AIM: This study aimed to determine whether glucocorticoid receptor (GR) signaling, mitochondrial function, and local inflammation in the ovary and uterus are intrinsically different in rats with hyperandrogenism and insulin resistance compared to controls. MAIN METHODS: Female Sprague Dawley rats were exposed to daily injections of human chorionic gonadotropin and/or insulin. KEY FINDINGS: In both the ovary and the uterus, decreased expression of the two GR isoforms was concurrent with increased expression of Fkbp51 but not Fkbp52 mRNA in hCG + insulin-treated rats. However, these rats exhibited contrasting regulation of Hsd11b1 and Hsd11b2 mRNAs in the two tissues. Further, the expression of several oxidative phosphorylation-related proteins decreased in the ovary and uterus following hCG and insulin stimulation, in contrast to increased expression of many genes involved in mitochondrial function and homeostasis.

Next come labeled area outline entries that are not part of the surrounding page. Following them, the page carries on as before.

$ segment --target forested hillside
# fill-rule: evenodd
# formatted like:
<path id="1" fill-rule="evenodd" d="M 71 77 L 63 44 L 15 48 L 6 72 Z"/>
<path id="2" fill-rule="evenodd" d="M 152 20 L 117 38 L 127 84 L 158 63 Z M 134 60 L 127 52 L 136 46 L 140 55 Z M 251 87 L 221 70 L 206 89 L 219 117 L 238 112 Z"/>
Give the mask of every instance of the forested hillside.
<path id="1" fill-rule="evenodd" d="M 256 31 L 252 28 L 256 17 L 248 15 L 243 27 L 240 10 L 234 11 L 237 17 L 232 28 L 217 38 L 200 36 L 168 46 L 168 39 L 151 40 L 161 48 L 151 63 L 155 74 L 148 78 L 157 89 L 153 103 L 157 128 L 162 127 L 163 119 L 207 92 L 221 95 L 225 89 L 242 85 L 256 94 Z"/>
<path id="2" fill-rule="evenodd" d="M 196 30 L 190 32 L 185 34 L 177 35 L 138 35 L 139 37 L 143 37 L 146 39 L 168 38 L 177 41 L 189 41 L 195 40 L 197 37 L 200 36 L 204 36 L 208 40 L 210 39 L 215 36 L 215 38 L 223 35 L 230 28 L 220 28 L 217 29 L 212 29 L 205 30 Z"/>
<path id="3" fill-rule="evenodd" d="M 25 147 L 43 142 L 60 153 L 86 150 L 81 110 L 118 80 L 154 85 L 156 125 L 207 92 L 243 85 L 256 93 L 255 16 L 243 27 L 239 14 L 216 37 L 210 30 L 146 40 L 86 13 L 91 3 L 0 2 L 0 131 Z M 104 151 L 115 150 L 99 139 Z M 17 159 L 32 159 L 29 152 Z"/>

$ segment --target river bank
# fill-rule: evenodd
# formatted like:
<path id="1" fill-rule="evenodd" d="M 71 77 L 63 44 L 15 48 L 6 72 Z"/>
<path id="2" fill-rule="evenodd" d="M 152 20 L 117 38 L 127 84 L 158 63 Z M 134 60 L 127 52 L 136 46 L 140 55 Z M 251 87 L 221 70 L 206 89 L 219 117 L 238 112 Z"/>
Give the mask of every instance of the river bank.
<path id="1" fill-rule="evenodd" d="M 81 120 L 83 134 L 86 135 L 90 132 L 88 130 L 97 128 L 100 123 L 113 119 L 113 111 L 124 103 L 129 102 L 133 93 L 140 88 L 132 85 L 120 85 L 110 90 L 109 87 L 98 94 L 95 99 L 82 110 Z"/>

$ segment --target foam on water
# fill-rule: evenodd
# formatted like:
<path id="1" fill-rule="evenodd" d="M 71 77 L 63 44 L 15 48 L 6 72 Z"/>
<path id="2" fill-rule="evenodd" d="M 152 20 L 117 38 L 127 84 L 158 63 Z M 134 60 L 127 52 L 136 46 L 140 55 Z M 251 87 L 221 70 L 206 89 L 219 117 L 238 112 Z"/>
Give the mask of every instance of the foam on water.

Additionally, hCG + insulin-treated rats showed increased expression of ovarian and uterine NFκB signaling proteins and Tnfaip3 mRNA. The mRNA expression of Il1b, Il6, and Mmp2 was decreased in both tissues, while the mRNA expression of Tnfa, Ccl2, Ccl5, and Mmp3 was increased in the uterus. Ovaries and uteri from animals co-treated with hCG and insulin showed increased collagen deposition compared to controls. SIGNIFICANCE: Our observations suggest that hyperandrogenism and insulin resistance disrupt ovarian and uterine GR activation and trigger compensatory or adaptive effects for mitochondrial homeostasis, allowing tissue-level maintenance of mitochondrial function in order to limit ovarian and uterine dysfunction. Our study also suggests that hyperandrogenism and insulin resistance activate NFκB signaling resulting in aberrant regulation of inflammation-related gene expression.